Using humble, ephemeral processes, ready-mades and materials that layer and hide digitally manipulated imagery, I test the fixed notion of identity and its ability to polarize one as the Other. To this end, I use the Pepper’s Ghost hologram as a recurrent form in my work. Originally developed in 1860s and used for creating illusions, known as “ghosts” in theatrical performances and theme parks, it is a two-way glass mirror positioned at an angle to the audience. The Pepper’s Ghost screen acts as both a mirror and reflecting medium, simultaneously producing reality and illusion. In Cortando Caña, IV (1/2017), for example, there are three elements—tropical air plants, a two-way mirror and a video performance projection of myself, chroma keyed out of the background and “working the field.” Uncanny, ephemeral and amusing by nature, the construct of the vision is a tenuous one since the illusion quickly falls apart if the viewer steps to either side. In this miniature world, the viewer witnesses a situation where no resolution is achieved but the spirit remains to continue to keep cutting away at the task at hand.
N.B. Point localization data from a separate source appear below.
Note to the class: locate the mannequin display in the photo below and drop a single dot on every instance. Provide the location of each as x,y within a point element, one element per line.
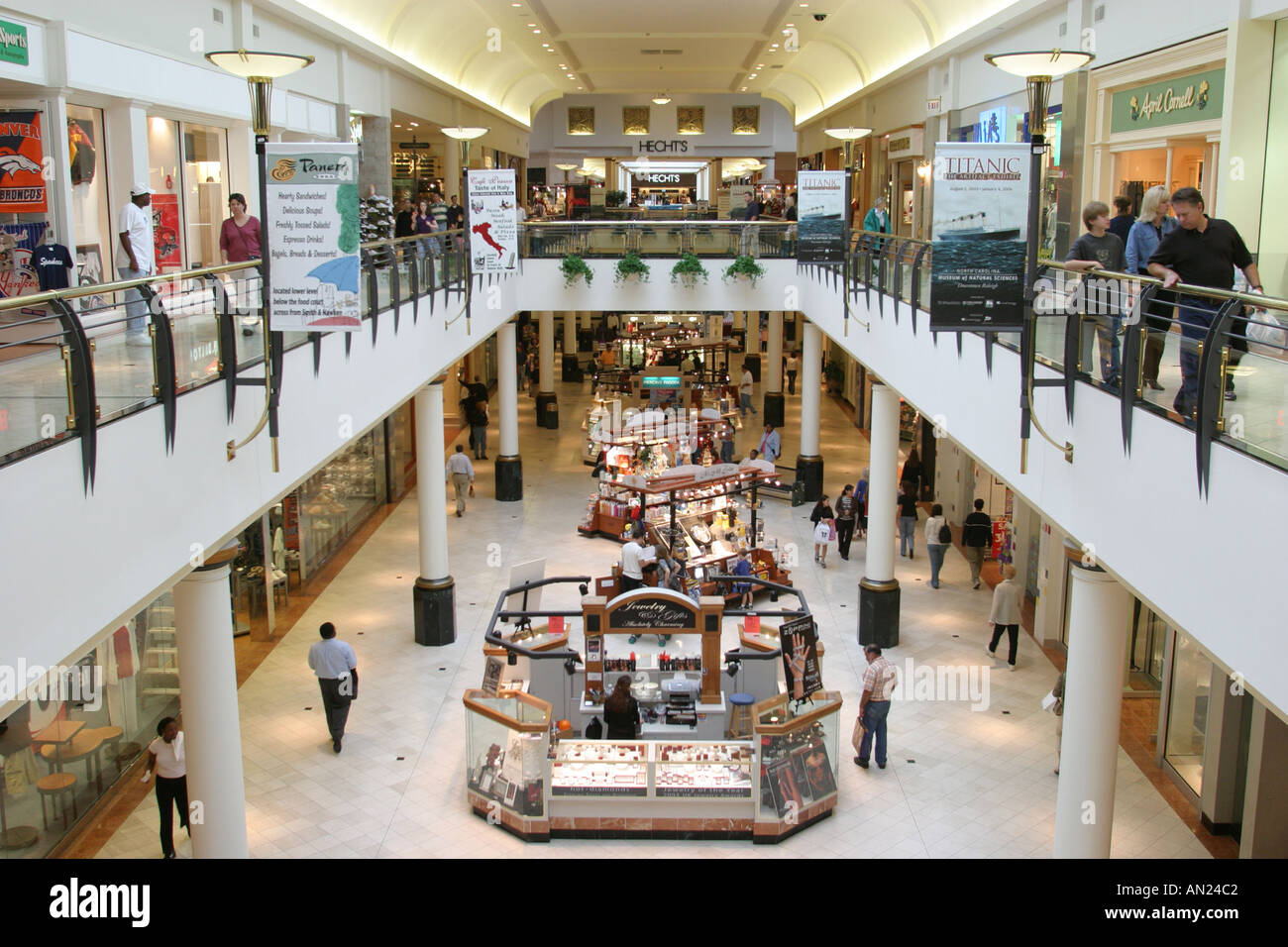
<point>53,263</point>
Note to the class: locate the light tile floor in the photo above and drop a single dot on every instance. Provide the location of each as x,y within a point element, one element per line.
<point>960,783</point>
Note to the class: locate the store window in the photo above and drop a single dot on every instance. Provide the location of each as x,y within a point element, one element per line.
<point>91,228</point>
<point>1188,710</point>
<point>88,719</point>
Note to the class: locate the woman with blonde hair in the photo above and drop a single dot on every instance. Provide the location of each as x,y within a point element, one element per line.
<point>1150,227</point>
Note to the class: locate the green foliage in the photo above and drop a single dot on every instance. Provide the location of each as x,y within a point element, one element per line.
<point>630,265</point>
<point>747,266</point>
<point>688,269</point>
<point>574,266</point>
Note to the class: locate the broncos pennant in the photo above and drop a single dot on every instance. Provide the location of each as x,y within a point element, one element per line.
<point>22,185</point>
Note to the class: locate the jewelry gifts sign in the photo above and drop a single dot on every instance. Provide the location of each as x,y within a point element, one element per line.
<point>312,231</point>
<point>980,230</point>
<point>493,222</point>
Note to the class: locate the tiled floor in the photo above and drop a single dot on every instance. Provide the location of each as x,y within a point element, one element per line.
<point>961,783</point>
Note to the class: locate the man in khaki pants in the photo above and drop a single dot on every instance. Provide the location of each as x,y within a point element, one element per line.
<point>460,474</point>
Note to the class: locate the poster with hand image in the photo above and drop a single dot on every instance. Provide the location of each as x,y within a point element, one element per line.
<point>980,231</point>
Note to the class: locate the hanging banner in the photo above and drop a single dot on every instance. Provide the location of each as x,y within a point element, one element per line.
<point>493,222</point>
<point>982,204</point>
<point>820,204</point>
<point>799,642</point>
<point>22,154</point>
<point>312,232</point>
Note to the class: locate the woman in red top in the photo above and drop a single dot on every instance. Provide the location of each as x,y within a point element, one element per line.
<point>239,241</point>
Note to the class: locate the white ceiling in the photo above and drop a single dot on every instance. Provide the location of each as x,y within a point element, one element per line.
<point>493,50</point>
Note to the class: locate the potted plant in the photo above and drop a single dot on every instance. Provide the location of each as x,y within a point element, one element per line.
<point>574,266</point>
<point>835,376</point>
<point>688,270</point>
<point>745,266</point>
<point>630,265</point>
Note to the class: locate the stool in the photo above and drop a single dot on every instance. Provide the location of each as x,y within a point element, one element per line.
<point>739,715</point>
<point>54,787</point>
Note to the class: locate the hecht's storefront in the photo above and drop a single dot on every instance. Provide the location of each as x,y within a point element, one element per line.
<point>1157,120</point>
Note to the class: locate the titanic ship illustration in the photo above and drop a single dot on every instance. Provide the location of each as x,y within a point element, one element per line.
<point>974,227</point>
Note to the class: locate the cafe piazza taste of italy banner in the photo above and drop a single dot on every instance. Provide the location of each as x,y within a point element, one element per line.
<point>980,236</point>
<point>313,236</point>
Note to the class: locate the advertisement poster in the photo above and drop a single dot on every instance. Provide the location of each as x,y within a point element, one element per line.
<point>165,232</point>
<point>982,201</point>
<point>313,236</point>
<point>22,183</point>
<point>493,222</point>
<point>799,642</point>
<point>820,202</point>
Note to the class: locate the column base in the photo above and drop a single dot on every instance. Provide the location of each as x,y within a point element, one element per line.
<point>809,471</point>
<point>548,410</point>
<point>509,478</point>
<point>879,612</point>
<point>776,411</point>
<point>434,602</point>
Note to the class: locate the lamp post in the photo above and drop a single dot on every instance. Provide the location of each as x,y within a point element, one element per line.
<point>1037,68</point>
<point>259,69</point>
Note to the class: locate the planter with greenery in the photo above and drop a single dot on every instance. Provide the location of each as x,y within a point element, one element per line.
<point>745,266</point>
<point>574,266</point>
<point>630,265</point>
<point>688,270</point>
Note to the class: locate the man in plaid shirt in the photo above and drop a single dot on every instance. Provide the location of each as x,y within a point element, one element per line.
<point>879,684</point>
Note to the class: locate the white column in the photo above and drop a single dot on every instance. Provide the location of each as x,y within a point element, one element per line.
<point>430,464</point>
<point>507,390</point>
<point>883,489</point>
<point>810,382</point>
<point>546,351</point>
<point>1099,612</point>
<point>773,377</point>
<point>207,682</point>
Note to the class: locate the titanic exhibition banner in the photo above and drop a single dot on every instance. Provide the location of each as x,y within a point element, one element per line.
<point>980,236</point>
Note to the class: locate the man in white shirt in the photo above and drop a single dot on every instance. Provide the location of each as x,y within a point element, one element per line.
<point>336,669</point>
<point>460,474</point>
<point>745,392</point>
<point>1006,613</point>
<point>136,258</point>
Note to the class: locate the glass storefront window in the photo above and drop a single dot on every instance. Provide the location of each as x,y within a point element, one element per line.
<point>89,720</point>
<point>1188,710</point>
<point>91,235</point>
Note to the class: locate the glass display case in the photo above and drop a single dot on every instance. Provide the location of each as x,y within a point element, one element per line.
<point>703,771</point>
<point>592,768</point>
<point>799,761</point>
<point>506,744</point>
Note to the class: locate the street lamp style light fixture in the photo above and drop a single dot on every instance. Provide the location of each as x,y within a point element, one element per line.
<point>259,69</point>
<point>1037,68</point>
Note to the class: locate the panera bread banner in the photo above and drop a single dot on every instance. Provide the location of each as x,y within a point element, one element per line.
<point>1172,102</point>
<point>980,228</point>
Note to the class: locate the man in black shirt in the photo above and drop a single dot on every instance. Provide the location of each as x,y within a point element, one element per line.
<point>1202,252</point>
<point>977,536</point>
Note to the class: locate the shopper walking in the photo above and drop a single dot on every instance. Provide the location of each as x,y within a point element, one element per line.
<point>771,446</point>
<point>824,528</point>
<point>879,684</point>
<point>1006,615</point>
<point>1202,252</point>
<point>460,474</point>
<point>977,538</point>
<point>845,518</point>
<point>167,761</point>
<point>907,514</point>
<point>1099,249</point>
<point>1145,235</point>
<point>136,258</point>
<point>938,539</point>
<point>745,392</point>
<point>336,669</point>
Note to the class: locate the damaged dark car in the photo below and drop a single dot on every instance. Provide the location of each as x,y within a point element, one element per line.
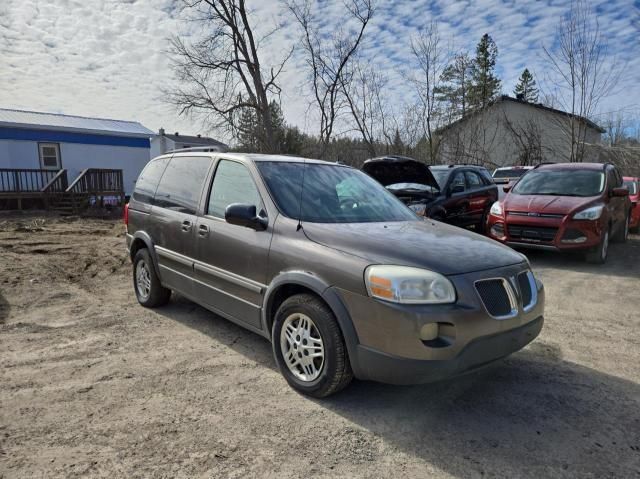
<point>460,195</point>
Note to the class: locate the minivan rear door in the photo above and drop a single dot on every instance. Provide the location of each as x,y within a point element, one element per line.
<point>231,260</point>
<point>173,219</point>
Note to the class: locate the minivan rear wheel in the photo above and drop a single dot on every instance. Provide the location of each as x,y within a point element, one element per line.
<point>309,347</point>
<point>149,290</point>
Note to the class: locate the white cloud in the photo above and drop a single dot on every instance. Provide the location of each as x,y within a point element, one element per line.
<point>107,57</point>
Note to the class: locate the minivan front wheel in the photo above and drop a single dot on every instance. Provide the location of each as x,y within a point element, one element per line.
<point>599,254</point>
<point>149,290</point>
<point>309,348</point>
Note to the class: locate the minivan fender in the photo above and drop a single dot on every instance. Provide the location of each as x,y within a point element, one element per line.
<point>141,236</point>
<point>328,294</point>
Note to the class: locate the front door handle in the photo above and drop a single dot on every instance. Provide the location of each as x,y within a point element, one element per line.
<point>203,231</point>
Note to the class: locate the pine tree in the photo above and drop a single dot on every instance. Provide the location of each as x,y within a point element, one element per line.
<point>485,84</point>
<point>456,82</point>
<point>526,89</point>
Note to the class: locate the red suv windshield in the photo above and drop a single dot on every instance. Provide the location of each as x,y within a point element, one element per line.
<point>561,183</point>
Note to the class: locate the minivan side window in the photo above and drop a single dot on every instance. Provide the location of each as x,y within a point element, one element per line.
<point>458,181</point>
<point>232,183</point>
<point>147,182</point>
<point>473,180</point>
<point>182,182</point>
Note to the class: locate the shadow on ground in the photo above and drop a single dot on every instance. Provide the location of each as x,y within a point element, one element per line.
<point>532,415</point>
<point>623,260</point>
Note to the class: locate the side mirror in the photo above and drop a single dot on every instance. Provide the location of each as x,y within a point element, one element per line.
<point>245,215</point>
<point>620,192</point>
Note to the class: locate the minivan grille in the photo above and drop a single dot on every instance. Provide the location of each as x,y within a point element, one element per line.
<point>532,233</point>
<point>525,288</point>
<point>495,297</point>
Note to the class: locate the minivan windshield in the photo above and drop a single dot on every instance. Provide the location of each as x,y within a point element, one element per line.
<point>441,176</point>
<point>561,183</point>
<point>331,194</point>
<point>509,173</point>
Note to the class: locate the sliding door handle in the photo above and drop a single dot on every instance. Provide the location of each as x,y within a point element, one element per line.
<point>203,231</point>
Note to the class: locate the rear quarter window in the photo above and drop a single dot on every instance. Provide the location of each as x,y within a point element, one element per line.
<point>182,182</point>
<point>148,180</point>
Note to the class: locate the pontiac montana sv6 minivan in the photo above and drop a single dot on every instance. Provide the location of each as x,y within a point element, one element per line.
<point>334,270</point>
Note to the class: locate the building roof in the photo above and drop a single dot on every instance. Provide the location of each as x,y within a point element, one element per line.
<point>540,106</point>
<point>196,140</point>
<point>54,121</point>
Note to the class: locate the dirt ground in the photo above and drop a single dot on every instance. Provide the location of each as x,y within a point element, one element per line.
<point>94,385</point>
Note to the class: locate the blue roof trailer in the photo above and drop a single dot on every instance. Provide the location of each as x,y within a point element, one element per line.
<point>52,141</point>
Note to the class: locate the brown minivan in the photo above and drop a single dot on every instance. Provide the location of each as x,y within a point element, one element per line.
<point>333,269</point>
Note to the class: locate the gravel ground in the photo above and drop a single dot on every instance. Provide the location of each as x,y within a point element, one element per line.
<point>94,385</point>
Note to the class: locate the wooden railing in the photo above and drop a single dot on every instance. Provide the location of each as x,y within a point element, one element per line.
<point>20,180</point>
<point>58,183</point>
<point>98,181</point>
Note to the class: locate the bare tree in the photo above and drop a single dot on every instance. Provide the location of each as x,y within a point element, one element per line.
<point>581,71</point>
<point>363,90</point>
<point>328,55</point>
<point>221,73</point>
<point>432,61</point>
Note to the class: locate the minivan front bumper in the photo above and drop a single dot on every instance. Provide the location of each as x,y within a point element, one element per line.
<point>378,366</point>
<point>392,349</point>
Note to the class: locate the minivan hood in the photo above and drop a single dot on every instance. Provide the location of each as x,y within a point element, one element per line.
<point>389,171</point>
<point>425,244</point>
<point>560,205</point>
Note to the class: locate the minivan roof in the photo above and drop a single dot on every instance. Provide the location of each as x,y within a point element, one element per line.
<point>256,157</point>
<point>573,166</point>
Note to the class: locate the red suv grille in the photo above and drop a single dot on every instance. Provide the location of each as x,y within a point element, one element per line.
<point>532,233</point>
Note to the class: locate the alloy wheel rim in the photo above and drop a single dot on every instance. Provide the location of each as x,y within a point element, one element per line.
<point>302,347</point>
<point>143,279</point>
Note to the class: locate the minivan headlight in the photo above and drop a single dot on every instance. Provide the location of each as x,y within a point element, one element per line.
<point>592,213</point>
<point>407,285</point>
<point>496,209</point>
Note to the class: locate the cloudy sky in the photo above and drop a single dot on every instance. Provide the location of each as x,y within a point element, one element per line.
<point>107,58</point>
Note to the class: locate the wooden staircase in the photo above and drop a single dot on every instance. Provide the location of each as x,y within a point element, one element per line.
<point>90,188</point>
<point>69,203</point>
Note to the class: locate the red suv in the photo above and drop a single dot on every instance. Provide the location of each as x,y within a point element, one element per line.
<point>633,185</point>
<point>564,206</point>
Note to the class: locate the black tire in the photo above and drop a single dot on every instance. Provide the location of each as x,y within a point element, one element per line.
<point>598,255</point>
<point>335,372</point>
<point>157,294</point>
<point>623,233</point>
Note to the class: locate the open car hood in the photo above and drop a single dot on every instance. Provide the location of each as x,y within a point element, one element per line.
<point>392,170</point>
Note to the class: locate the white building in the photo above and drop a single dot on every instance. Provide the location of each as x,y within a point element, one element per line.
<point>513,132</point>
<point>48,141</point>
<point>163,142</point>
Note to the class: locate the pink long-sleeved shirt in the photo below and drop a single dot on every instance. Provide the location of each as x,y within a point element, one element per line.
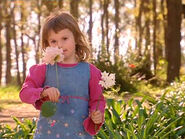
<point>33,86</point>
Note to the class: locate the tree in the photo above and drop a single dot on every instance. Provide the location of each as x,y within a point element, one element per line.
<point>117,30</point>
<point>23,51</point>
<point>1,27</point>
<point>90,24</point>
<point>173,39</point>
<point>74,8</point>
<point>8,45</point>
<point>15,44</point>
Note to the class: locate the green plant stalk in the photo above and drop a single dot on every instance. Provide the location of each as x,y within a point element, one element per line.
<point>57,75</point>
<point>97,105</point>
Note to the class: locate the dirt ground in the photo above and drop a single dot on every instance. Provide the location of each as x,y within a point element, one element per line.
<point>17,109</point>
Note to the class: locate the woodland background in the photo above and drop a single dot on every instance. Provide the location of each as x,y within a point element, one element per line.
<point>141,41</point>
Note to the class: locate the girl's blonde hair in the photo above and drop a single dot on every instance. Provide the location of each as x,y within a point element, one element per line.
<point>58,21</point>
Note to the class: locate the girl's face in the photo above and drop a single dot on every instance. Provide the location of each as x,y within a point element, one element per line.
<point>64,39</point>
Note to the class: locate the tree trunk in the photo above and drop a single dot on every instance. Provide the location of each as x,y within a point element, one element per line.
<point>22,44</point>
<point>106,5</point>
<point>1,58</point>
<point>90,25</point>
<point>140,29</point>
<point>74,8</point>
<point>8,50</point>
<point>164,26</point>
<point>102,29</point>
<point>16,49</point>
<point>154,35</point>
<point>117,30</point>
<point>173,39</point>
<point>60,4</point>
<point>37,56</point>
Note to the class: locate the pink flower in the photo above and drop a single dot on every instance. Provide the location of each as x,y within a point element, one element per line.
<point>52,55</point>
<point>108,80</point>
<point>132,66</point>
<point>53,123</point>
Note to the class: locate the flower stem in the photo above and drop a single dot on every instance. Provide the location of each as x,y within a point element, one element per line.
<point>97,105</point>
<point>57,75</point>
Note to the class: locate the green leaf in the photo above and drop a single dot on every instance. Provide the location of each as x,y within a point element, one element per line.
<point>48,109</point>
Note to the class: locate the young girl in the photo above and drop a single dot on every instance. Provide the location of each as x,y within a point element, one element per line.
<point>79,92</point>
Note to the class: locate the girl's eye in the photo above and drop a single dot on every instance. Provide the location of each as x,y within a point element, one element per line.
<point>65,38</point>
<point>53,41</point>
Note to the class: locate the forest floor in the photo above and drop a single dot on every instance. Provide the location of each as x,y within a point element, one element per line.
<point>10,108</point>
<point>18,109</point>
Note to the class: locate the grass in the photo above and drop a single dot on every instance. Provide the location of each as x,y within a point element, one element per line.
<point>9,96</point>
<point>9,93</point>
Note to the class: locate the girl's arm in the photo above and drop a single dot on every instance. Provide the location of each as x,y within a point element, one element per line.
<point>33,85</point>
<point>95,93</point>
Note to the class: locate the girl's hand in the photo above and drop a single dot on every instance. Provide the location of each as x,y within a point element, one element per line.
<point>52,92</point>
<point>97,117</point>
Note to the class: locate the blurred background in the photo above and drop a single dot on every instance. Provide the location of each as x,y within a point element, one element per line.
<point>147,34</point>
<point>141,41</point>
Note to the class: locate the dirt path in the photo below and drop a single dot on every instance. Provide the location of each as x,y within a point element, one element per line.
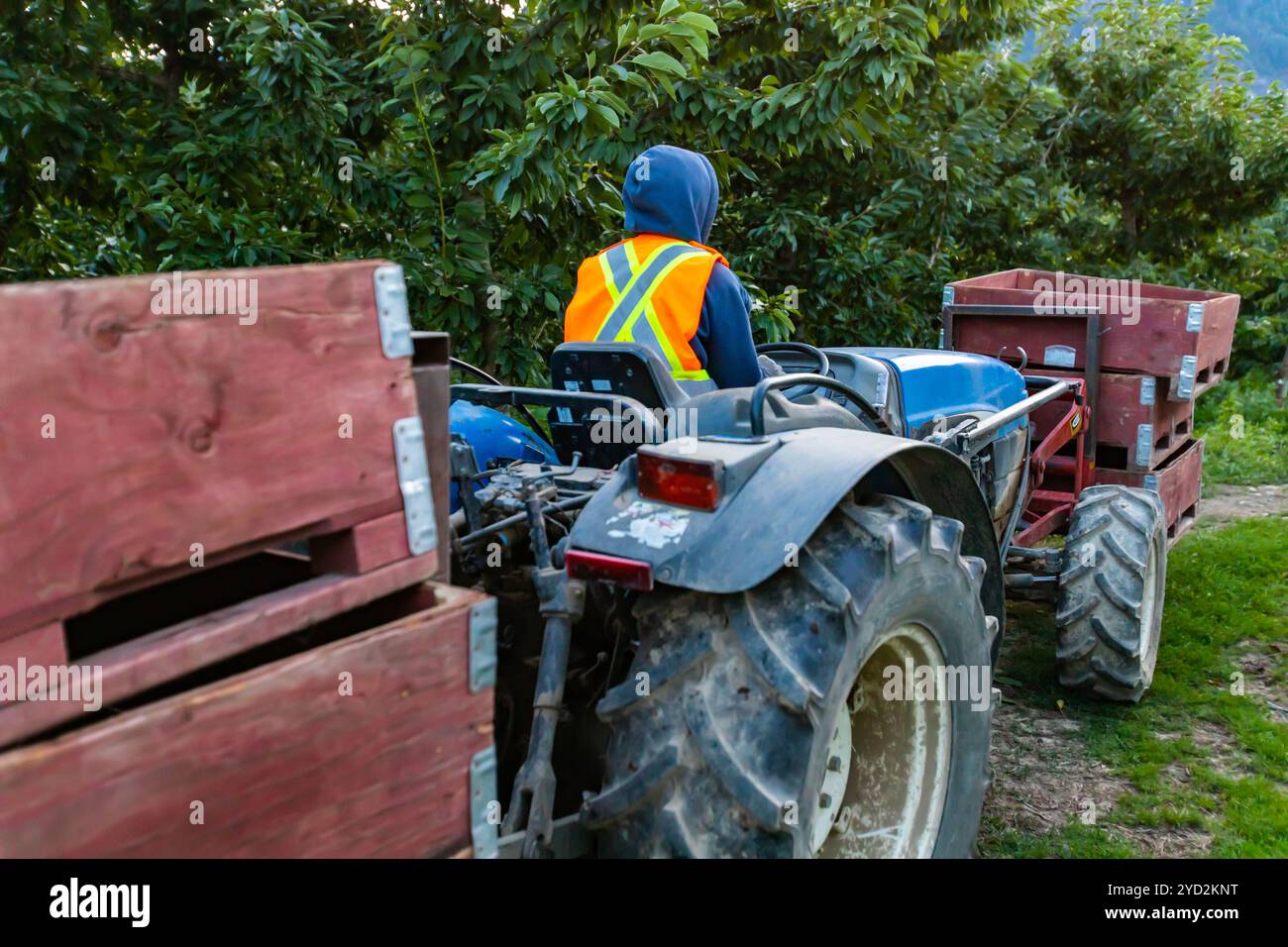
<point>1043,777</point>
Presented singularly or in digitally layered in multiple, I embody the formation of the feminine identity in response to migration and in response to asymmetrical binational imaginary whereby the Puerto Rican subaltern nationality is embedded in an American dominant nationality. I bring forth my own personal history yet also extend beyond the autobiography to the metaphor for the female experience. In my work, I walk the streets, clean the hotels, make mixed tapes, and leave the country by any means necessary. In My English is Not So Good Looking (2/2010), I perform all of the characters and choreography for the last 50 seconds of ‘America’ from West Side Story. In this moment as the body reflected in miniature upon a transparent screen, I am every girl who wanted to sing and dance in West Side Story and everyone who choose not to hear the misrepresentation of Puerto Rican urban culture. Through self reflection and reflection of the self, the viewer comes to understand that identity, even gender, is not only an intrinsic quality but also a performance.
Reflecting on larger global narratives, I also play with the distinctive Puerto Rican cultural production and manner of assimilation within the diaspora. In Quien a buen arbol se arrima…(1/2017), a large-scale installation at Taller Puertorriqueño’s Centro Corazón, I surround the viewer with a glimmering Phantasmagoria built from elements from theTaller’s archive, objects of Puerto Rican craft and kitch. These reflections, in the form of digitally manipulated video layered upon the crafted dioramas—Immigrants standing in line to board ships from Spain, Taino Indians dancing in ritual, Gente celebrating a funeral and Folkloric dancers dancing late into the night—catch the viewer through the mirror, connecting an imaginary then with a contemporary now.